Dewan Pers Perkuat Pelindungan Jurnalis dan Media Massa dari Intimidasi dan Kriminalisasi
Dewan Pers memperkuat perlindungan jurnalis dan media massa dari intimidasi dan kriminalisasi melalui kerja sama dengan kepolisian, LPSK, Komnas HAM, Komnas Perempuan, kejaksaan, dan Mahkamah Agung.

Dewan Pers tengah menggencarkan upaya untuk melindungi jurnalis dan media massa dari intimidasi dan kriminalisasi yang marak terjadi. Ketua Dewan Pers, Ninik Rahayu, mengungkapkan berbagai strategi yang dijalankan untuk memastikan keselamatan dan keamanan para jurnalis dalam menjalankan tugasnya. Upaya ini meliputi kerja sama dengan berbagai lembaga dan institusi terkait, baik pemerintah maupun non-pemerintah.
Salah satu langkah penting yang diambil adalah memperkuat kerja sama dengan Kepolisian. Hal ini dilakukan melalui nota kesepahaman (MoU) yang telah ada sebelumnya, bertujuan untuk mengurangi intensitas kriminalisasi terhadap kerja jurnalistik. "Kepolisian sudah ada dengan Dewan Pers, ada MoU (nota kesepahaman), sehingga mengurangi intensitas kriminalisasi terhadap kerja-kerja jurnalistik.
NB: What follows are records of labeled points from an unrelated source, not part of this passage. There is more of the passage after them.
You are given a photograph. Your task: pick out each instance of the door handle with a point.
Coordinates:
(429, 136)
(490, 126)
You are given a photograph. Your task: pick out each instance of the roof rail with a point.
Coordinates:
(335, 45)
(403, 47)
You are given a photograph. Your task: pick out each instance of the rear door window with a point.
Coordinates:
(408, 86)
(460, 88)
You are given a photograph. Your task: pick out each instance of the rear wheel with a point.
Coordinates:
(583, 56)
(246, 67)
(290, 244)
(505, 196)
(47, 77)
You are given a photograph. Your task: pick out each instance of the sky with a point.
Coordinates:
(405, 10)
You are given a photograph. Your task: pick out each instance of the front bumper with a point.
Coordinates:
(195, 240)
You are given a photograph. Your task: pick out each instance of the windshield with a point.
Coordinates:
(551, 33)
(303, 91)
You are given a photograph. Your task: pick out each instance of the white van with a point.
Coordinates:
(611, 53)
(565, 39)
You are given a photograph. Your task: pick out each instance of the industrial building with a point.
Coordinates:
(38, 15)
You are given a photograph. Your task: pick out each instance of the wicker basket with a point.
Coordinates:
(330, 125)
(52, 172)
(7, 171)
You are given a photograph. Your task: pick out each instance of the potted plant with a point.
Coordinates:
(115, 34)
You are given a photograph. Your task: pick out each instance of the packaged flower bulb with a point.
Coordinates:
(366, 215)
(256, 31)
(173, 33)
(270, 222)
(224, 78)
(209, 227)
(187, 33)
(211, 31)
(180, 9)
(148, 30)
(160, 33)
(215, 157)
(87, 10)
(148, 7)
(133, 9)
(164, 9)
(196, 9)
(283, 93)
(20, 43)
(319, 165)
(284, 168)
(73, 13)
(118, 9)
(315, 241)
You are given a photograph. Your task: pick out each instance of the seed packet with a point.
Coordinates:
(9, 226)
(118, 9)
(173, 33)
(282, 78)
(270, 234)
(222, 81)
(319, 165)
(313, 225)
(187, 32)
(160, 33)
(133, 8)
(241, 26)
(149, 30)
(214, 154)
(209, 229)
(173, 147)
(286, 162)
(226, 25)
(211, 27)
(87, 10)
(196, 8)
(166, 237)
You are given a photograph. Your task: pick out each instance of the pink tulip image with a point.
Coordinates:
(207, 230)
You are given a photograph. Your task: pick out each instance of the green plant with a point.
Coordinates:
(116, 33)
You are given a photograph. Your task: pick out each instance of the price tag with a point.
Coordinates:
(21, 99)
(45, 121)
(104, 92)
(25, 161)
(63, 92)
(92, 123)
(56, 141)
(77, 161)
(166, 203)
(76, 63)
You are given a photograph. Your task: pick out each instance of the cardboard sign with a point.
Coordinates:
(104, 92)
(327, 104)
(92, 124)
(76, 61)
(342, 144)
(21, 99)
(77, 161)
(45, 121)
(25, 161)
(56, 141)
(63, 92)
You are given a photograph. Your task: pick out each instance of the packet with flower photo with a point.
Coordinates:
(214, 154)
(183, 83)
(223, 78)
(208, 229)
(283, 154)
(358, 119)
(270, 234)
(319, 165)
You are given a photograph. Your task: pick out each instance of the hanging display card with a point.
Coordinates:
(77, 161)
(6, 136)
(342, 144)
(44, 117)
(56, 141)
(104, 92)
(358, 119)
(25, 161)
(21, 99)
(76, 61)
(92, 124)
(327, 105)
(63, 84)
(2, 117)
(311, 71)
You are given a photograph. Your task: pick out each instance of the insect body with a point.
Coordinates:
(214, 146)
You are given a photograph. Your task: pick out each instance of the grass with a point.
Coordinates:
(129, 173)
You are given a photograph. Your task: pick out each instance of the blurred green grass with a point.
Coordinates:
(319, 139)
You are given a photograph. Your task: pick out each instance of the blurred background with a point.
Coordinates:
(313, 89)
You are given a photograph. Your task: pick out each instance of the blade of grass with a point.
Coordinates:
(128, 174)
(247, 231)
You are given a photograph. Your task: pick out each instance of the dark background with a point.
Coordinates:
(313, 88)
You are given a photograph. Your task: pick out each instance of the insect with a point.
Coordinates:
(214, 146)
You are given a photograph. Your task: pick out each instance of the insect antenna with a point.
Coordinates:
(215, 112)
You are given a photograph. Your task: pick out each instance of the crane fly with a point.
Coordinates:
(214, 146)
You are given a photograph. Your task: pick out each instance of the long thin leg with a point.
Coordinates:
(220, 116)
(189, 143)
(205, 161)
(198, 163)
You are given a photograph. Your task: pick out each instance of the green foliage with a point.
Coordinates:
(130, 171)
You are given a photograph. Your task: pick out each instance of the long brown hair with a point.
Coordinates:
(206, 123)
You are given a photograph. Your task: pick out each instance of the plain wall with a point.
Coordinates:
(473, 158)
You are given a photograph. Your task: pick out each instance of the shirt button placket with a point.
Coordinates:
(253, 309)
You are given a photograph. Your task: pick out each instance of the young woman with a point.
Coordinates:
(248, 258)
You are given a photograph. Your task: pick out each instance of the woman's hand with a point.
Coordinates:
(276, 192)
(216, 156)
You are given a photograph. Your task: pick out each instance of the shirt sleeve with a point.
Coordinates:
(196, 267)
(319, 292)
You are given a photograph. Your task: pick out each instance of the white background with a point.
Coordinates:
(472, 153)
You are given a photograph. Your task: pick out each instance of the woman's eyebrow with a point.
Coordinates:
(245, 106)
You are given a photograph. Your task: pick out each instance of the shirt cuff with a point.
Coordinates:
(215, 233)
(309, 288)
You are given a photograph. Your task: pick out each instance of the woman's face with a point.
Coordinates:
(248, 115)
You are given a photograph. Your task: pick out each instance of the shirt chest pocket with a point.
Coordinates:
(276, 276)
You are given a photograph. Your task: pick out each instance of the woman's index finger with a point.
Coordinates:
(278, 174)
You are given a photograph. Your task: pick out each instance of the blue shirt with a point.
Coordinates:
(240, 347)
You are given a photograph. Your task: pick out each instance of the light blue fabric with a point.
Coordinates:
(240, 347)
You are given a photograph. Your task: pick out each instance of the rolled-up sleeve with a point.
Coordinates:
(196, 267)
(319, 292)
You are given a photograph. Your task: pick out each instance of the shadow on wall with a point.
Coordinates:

Yang dikriminalisasikan bukan hanya jurnalisnya, kadang-kadang medianya juga," jelas Ninik Rahayu.
Kerja sama ini tidak hanya terfokus pada perlindungan jurnalis individu, tetapi juga mencakup perlindungan alat kerja jurnalis yang seringkali menjadi sasaran dalam tindakan kekerasan. Inilah mengapa Dewan Pers juga menjajaki kerja sama yang lebih erat dengan Lembaga Perlindungan Saksi dan Korban (LPSK), agar perlindungan yang diberikan mencakup alat kerja jurnalis.
Kerja Sama dengan Berbagai Lembaga untuk Perlindungan Jurnalis
Selain kepolisian dan LPSK, Dewan Pers juga aktif menjalin kerja sama dengan Komnas HAM dan Komnas Perempuan. Langkah ini sangat penting mengingat tingginya angka kekerasan yang dialami jurnalis perempuan, yang seringkali disertai dengan pelecehan seksual, bahkan di ruang siber. "Jumlahnya lebih banyak jurnalis laki-laki, tapi kekerasan yang dialami jurnalis perempuan itu khas, 87 persen itu mengalami pelecehan seksual, termasuk di ruang siber," ungkap Ninik.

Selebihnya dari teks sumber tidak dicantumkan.